Chapitre 2. Les Archers.

Rosalinde. Eh bien ! voici la forêt des Ardennes.

Touchstone.Hélas ! à présent, que je suis dans les Ardennes, je suis plus insensé. Quand j’étais à la maison, j’étais dans un endroit meilleur ; mais des voyageurs doivent être toujours contens.

Rosalinde. Sois-le donc, bon Touchstone. Vois-tu, qui vient là ?… Un jeune homme et un vieux, d’un pas solennel.

SHAKSPEARE . Comme il vous plaira. Sc. IV, acte II.
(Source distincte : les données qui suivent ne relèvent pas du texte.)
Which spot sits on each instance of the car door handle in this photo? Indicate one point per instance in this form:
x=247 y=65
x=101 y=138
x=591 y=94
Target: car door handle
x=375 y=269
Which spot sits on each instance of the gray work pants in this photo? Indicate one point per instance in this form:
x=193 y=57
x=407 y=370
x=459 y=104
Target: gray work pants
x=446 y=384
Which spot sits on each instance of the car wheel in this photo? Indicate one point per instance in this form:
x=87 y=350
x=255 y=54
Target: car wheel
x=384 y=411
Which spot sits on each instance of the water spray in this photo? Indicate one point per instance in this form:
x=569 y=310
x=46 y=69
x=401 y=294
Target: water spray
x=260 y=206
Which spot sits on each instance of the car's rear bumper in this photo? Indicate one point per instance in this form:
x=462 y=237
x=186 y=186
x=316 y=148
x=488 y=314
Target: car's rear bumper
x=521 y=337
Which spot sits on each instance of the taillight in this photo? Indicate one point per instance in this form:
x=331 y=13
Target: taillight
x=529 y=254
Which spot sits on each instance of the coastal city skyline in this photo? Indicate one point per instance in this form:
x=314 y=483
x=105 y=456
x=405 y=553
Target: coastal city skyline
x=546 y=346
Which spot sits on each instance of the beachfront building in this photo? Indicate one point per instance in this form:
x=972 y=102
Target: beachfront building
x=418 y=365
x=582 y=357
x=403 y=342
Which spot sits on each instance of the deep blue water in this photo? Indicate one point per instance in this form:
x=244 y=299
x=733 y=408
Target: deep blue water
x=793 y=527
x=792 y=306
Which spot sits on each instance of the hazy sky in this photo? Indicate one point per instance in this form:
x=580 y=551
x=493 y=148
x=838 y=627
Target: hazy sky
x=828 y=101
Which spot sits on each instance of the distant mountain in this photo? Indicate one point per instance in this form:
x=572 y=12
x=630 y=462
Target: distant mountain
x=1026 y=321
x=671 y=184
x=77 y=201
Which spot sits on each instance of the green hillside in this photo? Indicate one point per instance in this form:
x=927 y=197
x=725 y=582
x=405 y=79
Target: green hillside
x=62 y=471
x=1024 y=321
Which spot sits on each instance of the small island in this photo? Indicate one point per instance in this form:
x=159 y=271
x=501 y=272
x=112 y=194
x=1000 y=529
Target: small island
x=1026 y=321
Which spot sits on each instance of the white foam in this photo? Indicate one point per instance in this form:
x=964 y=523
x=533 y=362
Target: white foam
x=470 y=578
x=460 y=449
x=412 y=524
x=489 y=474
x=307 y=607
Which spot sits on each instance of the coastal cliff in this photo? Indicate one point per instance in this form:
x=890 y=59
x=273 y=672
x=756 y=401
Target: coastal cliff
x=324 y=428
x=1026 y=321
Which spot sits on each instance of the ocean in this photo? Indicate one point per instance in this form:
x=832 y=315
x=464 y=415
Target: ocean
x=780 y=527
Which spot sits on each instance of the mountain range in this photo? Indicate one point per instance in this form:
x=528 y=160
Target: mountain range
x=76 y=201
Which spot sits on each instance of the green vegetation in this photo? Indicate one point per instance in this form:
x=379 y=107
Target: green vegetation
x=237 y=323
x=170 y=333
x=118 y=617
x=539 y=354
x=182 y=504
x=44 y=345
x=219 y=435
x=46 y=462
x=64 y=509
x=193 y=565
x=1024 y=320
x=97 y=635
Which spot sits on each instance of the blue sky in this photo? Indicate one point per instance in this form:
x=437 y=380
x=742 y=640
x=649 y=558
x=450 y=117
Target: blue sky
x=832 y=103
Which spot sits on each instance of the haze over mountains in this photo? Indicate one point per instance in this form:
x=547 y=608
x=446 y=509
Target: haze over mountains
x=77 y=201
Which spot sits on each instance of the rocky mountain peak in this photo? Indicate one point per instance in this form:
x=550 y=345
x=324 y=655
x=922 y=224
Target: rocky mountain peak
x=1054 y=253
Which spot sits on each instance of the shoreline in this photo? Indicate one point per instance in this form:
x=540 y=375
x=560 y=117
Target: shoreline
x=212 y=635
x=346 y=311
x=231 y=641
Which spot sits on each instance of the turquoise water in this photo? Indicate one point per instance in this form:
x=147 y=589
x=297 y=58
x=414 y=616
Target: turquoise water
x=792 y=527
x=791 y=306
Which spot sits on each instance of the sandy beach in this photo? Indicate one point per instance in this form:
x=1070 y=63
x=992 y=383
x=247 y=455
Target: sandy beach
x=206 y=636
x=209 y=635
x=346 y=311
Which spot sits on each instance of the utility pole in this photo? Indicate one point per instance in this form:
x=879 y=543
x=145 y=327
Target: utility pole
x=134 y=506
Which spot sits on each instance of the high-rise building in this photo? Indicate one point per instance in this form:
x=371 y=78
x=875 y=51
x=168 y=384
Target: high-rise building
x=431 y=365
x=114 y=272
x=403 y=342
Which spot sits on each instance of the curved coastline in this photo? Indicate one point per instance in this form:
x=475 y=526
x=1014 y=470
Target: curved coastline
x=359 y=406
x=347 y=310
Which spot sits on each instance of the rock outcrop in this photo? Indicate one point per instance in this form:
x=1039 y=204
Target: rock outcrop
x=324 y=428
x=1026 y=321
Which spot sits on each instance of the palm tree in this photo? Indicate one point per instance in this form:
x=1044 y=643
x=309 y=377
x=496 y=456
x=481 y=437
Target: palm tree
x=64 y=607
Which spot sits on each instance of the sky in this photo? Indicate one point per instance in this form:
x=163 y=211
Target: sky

Tandis que les voyageurs causaient ensemble, ils atteignirent un détour du sentier d’où le pays se développait plus au loin qu’au milieu des terrains brisés qu’ils avaient jusqu’alors parcourus. Une vallée à travers laquelle coulait un petit ruisseau tributaire présentait tous les traits sauvages, mais non déplaisans, d’un vallon solitaire et verdoyant, planté çà et là de bouquets d’aunes, de noisetiers et de chênes taillis, qui avaient maintenu leur position dans le creux de la vallée, quoiqu’ils eussent disparu des flancs plus rapides et plus exposés de la montagne. La ferme ou la maison seigneuriale (car, à en juger par la grandeur et l’apparence de l’édifice, ce pouvait être l’un ou l’autre) était un bâtiment large, mais bas, dont les murailles et les portes étaient assez solides pour résister à toutes les bandes de voleurs ordinaires. Il n’y avait rien pourtant qui pût la défendre contre une force majeure ; car, dans un pays ravagé par la guerre, le fermier était, alors comme aujourd’hui ; obligé de souffrir sa part des grands maux qui accompagnent un tel état de choses ; et sa condition, qui ne fut jamais digne d’envie, devenait bien pire encore en ce qu’elle ne présentait aucune sécurité. A un demi-mille plus loin environ, on voyait un bâtiment gothique de très petite étendue, d’où dépendait une chapelle presque ruinée : le ménestrel prétendait que c’était l’abbaye de Sainte-Bride. « Autant que je puis savoir, dit-il, on a toléré l’existence de ce couvent, de même qu’on permet à deux ou trois vieux moines ainsi qu’à autant de nonnes qui y demeurent d’y servir Dieu et quelquefois de donner asile à des voyageurs écossais. Ils ont en conséquence contracté des engagemens avec sir John de Walton, et accepté pour supérieur un ecclésiastique sur lequel il croit pouvoir compter. Mais quand il arrive aux voyageurs de laisser échapper quelques secrets, on croit qu’ils finissent toujours par arriver d’une manière ou d’une autre aux oreilles du gouverneur anglais : c’est pourquoi, à moins que votre seigneurie ne le veuille absolument, je pense que nous ferons bien de ne pas aller leur demander l’hospitalité. »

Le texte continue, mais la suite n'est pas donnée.